Various Eclipse Modeling technologies are trying to empower domain experts in the creation of specific tools. Using EcoreTools and Sirius a domain expert can define languages, graphical modelers and editors without writing a single line of Java code or launching a new Eclipse runtime. However, when come the time to add behaviors to the language structure (e.g., to implement interpreters, compilers, static analysis, refactoring, or generators), the domain expert has to face all the complexity of Eclipse Plugin development, OSGi, Java and much more.
This is a no-go in some contexts and as such there was a sweet spot for a new technology in Eclipse Modeling that support a seamless mechanism to weave behaviors across (Ecore-based) language structure.
This talk will present an integrated approach for weaving behavior of domain specific languages right from the EcoreTools modeler, that can be automatically applied to conforming models while having the following novel characteristics:
- Domain experts are able to weave the behaviors across the language structure, seamlessly supporting the definition of a visitors for any kind of purposes.
- No need for code generation, any change is instantly reflected and can be tested right away, even on Dynamic Instances
- Strong optional validation, fast evaluation
- "on demand" extension through Java services
- behavior definition which is non-intrusive to the Ecore model
- complemented by a first prototype of a dual compiler that seamlessly complement the EMF generation results.

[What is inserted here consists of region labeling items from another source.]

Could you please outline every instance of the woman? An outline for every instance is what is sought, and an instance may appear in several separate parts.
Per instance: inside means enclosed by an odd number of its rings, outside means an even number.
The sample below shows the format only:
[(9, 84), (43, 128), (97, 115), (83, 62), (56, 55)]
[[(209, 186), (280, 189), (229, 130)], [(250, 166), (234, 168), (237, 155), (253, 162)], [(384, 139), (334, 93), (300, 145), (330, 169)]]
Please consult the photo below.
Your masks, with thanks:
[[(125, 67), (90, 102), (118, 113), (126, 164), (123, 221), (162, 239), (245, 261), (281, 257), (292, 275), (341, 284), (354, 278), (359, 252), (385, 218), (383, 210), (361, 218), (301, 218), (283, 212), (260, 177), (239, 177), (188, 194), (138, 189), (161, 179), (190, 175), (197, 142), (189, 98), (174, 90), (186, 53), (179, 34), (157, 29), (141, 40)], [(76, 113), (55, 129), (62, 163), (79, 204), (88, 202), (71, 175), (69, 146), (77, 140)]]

The talk will demo the creation of a DSL and its behavior through the use of these plugins which are extending EcoreTools. The design of the language will also be discussed as it is embeds the Eclipse "aql" query language, leverage union types and type inference and can itself be integrated in other contexts. The audience will leave with a clear understanding of how they could define the behavior of their DSL using this technology, how it compares to approaches like Xcore/Xbase and when it could be part of the Eclipse release.
The technology is currently considered as good enough for experimenting and is being contributed to Eclipse Modeling through the EcoreTool project.